I recently wrote about two impressive new ocean docs, ‘The Cove’ and NRDC’s ‘Acid Test.’ Two others have now won honors. “Wyland: Earth Day’ is a half hour on the Marine Artist’s 24 hour rush to paint the earth (including lots of blue paint) on the roof of the Long Beach Convention Center where he’d already painted the world’s largest mural (of the sea). This just won producer Chris Morrow the Best San Diego Filmmaker Award at the San Diego Film Festival. At the same time the enchanting 9-min. ‘Once Upon a Tide’ won the Best Children’s Film Award at the Jackson Hole Wildlife Film Festival. Congrats to Kathleen Frith and the folks at the Harvard Center for Health and the Global Environment among others.
Meanwhile EarthEcho co-founders (and Discovery Channel pop ups) Philippe and Alexandra Cousteau were at the Clinton Global Initiative in New York where they announced a partnership with Discovery Communications and Planet Green to bring a “Water Planet Challenge” for youth action to middle and high school classrooms across the nation starting in 2010. For more go to Earthecho.org.
On a more modest scale Blue Frontier is working with the newly created Digital Ocean organization that has middle and high school students in the SF Bay Area making short videos based on our ’50 Ways to Save the Ocean’ book (Foreword by Philippe Cousteau). More on this in a future Blue Notes.
Oh, and one more thing. I’ve started doing ocean blogs for Huffington Post. If you want to check them out they’re at:
http://www.huffingtonpost.com/david-helvarg/
Oceanic Inspiration
Dan Reineman of Rep.
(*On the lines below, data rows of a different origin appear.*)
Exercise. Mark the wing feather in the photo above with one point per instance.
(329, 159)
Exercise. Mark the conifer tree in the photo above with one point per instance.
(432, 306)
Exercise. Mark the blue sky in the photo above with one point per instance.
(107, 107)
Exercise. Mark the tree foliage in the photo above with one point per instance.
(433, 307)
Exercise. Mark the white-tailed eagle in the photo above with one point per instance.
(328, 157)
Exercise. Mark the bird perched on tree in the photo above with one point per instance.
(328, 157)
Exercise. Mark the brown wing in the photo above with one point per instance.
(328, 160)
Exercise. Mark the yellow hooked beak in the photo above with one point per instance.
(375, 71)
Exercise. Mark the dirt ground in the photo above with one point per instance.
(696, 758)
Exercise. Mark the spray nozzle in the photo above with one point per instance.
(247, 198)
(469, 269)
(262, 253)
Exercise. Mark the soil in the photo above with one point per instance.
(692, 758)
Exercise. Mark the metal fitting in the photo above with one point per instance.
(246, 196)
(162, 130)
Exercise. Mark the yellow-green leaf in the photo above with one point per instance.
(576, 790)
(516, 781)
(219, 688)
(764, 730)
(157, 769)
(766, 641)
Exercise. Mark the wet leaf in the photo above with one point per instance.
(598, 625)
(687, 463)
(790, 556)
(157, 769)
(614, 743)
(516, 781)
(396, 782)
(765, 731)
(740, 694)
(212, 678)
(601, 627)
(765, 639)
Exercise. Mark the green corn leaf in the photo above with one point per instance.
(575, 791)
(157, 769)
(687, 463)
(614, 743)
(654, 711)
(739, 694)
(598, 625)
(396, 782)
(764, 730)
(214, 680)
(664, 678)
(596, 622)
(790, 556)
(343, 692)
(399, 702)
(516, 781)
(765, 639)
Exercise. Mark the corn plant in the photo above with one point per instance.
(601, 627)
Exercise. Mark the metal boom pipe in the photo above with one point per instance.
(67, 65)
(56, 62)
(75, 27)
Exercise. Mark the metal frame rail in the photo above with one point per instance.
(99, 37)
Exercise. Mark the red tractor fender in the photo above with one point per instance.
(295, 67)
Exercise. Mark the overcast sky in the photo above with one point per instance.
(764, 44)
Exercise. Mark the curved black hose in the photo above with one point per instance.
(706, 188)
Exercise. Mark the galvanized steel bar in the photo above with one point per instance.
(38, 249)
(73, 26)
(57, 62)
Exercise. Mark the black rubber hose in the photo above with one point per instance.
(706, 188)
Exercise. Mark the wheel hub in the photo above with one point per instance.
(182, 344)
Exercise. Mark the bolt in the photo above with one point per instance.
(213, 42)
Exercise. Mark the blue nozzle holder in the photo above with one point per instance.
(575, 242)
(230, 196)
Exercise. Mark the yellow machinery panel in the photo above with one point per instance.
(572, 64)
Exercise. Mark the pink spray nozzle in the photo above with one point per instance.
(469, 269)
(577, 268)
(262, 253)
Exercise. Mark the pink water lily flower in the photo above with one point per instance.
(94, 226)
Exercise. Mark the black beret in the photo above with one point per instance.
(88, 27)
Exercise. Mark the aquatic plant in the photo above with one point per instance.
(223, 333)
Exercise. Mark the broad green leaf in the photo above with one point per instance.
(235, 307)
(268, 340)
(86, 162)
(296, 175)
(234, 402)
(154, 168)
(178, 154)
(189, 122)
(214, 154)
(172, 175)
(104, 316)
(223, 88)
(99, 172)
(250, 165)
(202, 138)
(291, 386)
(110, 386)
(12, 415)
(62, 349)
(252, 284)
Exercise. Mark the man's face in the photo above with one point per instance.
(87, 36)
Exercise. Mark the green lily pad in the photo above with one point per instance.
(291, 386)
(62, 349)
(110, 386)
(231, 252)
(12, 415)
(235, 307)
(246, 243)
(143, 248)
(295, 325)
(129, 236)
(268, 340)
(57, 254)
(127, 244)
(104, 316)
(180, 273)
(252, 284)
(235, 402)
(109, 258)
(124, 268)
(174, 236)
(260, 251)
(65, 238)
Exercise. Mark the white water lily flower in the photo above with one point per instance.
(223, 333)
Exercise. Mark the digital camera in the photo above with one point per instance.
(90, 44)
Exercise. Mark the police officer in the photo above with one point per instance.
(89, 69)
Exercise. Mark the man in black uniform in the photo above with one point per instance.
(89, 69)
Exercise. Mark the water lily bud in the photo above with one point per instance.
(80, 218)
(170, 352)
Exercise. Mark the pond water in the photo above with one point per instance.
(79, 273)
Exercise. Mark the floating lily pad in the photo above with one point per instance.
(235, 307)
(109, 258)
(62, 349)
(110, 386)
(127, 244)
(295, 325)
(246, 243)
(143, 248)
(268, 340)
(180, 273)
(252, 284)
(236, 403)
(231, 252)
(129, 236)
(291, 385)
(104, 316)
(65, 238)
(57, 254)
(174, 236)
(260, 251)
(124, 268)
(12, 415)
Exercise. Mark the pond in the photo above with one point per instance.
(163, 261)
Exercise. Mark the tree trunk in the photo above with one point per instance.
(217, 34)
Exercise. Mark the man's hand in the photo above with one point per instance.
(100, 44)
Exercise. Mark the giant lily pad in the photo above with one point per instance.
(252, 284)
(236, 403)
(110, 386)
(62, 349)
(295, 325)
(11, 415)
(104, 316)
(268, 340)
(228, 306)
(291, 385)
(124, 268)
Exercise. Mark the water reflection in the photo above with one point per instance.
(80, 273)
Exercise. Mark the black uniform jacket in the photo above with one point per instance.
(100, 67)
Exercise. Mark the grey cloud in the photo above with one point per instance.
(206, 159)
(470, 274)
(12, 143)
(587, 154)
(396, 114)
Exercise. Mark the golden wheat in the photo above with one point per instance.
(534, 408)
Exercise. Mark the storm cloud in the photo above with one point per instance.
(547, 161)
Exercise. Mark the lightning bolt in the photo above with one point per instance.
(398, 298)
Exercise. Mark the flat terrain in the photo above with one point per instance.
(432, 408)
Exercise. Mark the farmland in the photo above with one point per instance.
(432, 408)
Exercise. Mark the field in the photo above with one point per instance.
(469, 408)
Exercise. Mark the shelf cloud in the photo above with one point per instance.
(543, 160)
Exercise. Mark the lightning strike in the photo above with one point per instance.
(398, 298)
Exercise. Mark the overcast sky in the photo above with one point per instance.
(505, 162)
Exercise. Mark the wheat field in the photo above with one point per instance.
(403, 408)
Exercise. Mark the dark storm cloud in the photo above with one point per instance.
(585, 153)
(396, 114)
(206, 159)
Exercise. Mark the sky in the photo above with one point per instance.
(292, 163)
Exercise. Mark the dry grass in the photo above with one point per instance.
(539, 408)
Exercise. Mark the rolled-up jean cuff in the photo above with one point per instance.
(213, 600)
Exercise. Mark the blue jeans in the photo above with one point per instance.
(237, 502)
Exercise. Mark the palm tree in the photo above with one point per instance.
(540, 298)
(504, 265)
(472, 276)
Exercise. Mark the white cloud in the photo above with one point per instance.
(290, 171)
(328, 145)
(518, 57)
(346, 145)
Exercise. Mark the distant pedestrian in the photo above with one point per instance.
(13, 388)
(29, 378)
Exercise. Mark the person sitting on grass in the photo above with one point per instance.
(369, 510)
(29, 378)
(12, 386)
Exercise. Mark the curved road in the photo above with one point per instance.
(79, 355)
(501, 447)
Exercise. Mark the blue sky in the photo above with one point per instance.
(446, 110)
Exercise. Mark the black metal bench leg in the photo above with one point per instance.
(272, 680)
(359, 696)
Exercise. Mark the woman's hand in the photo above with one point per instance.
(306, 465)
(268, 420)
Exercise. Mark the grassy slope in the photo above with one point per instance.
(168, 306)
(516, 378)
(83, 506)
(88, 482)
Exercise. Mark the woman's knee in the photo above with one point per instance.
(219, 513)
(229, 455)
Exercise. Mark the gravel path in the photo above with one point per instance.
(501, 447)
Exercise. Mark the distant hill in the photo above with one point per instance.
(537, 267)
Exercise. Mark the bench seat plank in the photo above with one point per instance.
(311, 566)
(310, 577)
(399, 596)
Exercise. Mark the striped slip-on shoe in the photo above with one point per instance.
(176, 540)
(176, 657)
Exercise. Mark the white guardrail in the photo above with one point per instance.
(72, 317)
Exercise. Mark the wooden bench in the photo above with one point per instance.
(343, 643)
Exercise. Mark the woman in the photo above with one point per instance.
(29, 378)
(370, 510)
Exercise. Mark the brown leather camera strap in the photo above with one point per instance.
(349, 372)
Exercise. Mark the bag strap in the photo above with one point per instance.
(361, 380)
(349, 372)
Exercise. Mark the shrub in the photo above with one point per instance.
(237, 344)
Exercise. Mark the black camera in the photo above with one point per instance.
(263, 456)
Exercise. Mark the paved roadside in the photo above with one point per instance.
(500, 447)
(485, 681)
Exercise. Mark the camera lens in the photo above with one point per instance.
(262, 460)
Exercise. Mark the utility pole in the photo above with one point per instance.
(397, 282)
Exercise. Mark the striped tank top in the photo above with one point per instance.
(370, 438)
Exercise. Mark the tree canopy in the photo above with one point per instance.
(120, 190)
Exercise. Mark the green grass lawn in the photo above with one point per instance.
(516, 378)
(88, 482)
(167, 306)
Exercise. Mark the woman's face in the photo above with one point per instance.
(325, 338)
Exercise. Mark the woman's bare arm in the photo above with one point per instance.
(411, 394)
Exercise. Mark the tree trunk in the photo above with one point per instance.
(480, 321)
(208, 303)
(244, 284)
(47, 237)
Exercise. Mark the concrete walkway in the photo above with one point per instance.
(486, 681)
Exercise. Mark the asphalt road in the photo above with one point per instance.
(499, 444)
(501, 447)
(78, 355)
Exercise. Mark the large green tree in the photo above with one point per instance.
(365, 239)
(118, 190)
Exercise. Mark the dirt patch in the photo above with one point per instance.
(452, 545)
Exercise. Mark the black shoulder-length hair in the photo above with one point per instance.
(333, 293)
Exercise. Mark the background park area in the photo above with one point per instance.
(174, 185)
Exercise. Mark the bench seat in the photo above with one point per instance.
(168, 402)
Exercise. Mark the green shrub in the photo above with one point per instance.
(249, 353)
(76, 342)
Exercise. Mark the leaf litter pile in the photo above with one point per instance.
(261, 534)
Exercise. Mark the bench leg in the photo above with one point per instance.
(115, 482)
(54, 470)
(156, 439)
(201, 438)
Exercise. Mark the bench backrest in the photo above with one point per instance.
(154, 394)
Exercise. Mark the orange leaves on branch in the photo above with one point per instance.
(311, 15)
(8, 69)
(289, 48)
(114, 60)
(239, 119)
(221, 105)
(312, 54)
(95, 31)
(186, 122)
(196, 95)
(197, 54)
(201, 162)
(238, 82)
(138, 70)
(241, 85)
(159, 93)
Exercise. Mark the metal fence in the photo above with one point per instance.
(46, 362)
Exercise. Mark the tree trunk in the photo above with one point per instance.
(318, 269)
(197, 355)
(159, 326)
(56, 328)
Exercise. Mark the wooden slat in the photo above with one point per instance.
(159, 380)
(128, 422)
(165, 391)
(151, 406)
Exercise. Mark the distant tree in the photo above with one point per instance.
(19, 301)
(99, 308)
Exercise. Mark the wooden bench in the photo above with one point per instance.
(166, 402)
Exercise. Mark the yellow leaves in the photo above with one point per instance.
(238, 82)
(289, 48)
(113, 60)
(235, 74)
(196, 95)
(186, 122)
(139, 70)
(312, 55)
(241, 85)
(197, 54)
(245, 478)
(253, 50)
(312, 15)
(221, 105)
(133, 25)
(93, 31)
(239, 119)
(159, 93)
Sam Farr’s office suggested we do Shakespeare this time, from Will’s stormy classic, ‘The Tempest.’
Full fathom five thy father lies;
Of his bones are coral made;
Those are pearls that were his eyes:
Nothing of him that doth fade
But doth suffer a sea-change
Into something rich and strange.
Sea-nymphs hourly ring his knell
Burthen Ding-dong
Hark! now I hear them,–Ding-dong, bell.